Even on specific political issues, the voices in this book sometimes differ. In a brief but powerful vignette, the late Catholic theologian Henri Nouwen writes of the hope and wisdom he gains while caring for a man who cannot walk or speak. He then asks us to speak for “unborn life, life on death row, the life of the severely handicapped, the life of the broken and the homeless.” I’m staunchly pro-choice and will remain so. Nouwen was not. We were raised in different traditions, lived through different times, developed divergent views of the world. Yet Nouwen’s essay gives me hope, which is why I included it.

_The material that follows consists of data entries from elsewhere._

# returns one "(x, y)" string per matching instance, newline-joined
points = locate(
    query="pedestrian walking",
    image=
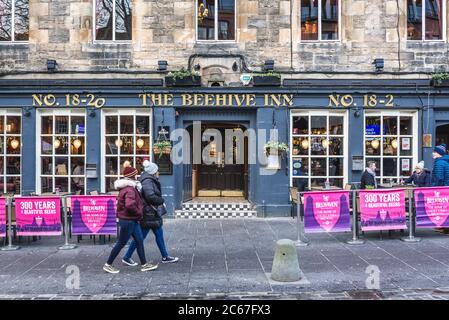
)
(129, 211)
(421, 177)
(368, 180)
(440, 172)
(152, 214)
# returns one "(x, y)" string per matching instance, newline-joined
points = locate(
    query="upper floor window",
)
(14, 20)
(429, 28)
(113, 20)
(216, 19)
(320, 20)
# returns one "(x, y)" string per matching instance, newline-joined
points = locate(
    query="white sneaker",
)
(129, 262)
(110, 269)
(148, 267)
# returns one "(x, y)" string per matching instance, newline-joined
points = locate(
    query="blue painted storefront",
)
(269, 192)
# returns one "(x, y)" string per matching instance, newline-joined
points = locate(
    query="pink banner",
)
(94, 215)
(327, 211)
(382, 209)
(432, 207)
(3, 217)
(38, 216)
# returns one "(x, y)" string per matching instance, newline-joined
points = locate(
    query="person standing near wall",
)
(152, 196)
(368, 180)
(440, 172)
(129, 211)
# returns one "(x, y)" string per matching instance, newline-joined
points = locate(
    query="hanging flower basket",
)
(162, 147)
(275, 151)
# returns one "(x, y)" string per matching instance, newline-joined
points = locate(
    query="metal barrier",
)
(300, 224)
(10, 246)
(66, 245)
(356, 240)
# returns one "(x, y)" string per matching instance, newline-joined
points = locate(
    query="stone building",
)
(355, 85)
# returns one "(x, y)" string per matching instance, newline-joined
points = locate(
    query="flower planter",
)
(442, 83)
(190, 81)
(267, 81)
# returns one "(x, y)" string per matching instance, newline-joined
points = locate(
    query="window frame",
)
(56, 113)
(423, 25)
(122, 112)
(94, 24)
(215, 40)
(13, 27)
(414, 145)
(344, 135)
(5, 114)
(319, 40)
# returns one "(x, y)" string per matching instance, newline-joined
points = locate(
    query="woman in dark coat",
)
(421, 177)
(129, 212)
(152, 196)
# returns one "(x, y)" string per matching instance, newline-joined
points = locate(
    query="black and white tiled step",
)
(202, 206)
(193, 210)
(183, 214)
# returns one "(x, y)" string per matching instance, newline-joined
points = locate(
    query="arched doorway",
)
(442, 134)
(218, 176)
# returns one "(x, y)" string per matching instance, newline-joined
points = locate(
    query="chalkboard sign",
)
(163, 161)
(164, 164)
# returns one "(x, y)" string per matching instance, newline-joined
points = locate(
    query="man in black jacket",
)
(150, 189)
(368, 180)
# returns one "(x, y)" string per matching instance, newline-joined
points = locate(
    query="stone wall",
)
(266, 29)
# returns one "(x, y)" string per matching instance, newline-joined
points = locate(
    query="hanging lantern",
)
(305, 143)
(140, 143)
(394, 143)
(77, 143)
(325, 143)
(14, 143)
(56, 143)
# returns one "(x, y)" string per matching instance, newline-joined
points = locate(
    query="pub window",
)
(320, 20)
(62, 152)
(390, 141)
(127, 137)
(432, 25)
(113, 20)
(14, 20)
(10, 152)
(216, 20)
(318, 149)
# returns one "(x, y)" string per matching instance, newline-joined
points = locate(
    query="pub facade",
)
(84, 88)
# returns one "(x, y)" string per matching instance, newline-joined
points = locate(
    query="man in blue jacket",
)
(440, 173)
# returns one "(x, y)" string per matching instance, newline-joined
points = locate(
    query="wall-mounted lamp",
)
(140, 143)
(92, 113)
(77, 143)
(51, 65)
(27, 112)
(162, 65)
(269, 65)
(235, 66)
(56, 143)
(15, 143)
(379, 64)
(119, 142)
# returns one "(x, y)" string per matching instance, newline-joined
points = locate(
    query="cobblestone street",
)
(232, 259)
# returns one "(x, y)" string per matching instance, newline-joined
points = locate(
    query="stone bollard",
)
(285, 264)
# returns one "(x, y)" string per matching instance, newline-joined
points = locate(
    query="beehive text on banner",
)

Finally, responses to my previous books have exposed a troubling divide between secular and religious readers. Those rooted in more secular humanist ethics often recoil at religious language, even when used to explain actions of courage that they'd normally find admirable. Those of a stronger religious persuasion sometimes react in the opposite manner, mistrusting moral action that isn’t grounded in an overtly faith-based perspective. To me, when people act for justice, religious and secular perspectives conjoin, offering parallel ways of understanding our responsibility to our fellow human beings and our need to act on it. This book includes people from both sides of this divide, all who've worked strongly for justice. So whatever your perspective, I hope you'll see their words as metaphors reaching for a common vision of human courage and connectedness.
My goal is that the conversation created by this book will model a process by which citizens can at times agree to disagree, even regarding highly consequential concerns, while joining in trying to heal our communities, our nation, and our planet. If you, as a reader, disagree with the views or actions of particular writers, that’s fine. You can still draw inspiration for the larger task of taking on the important issues of our time and continuing to do so despite the obstacles. Because in pursuit of that aim, we are all called to participate.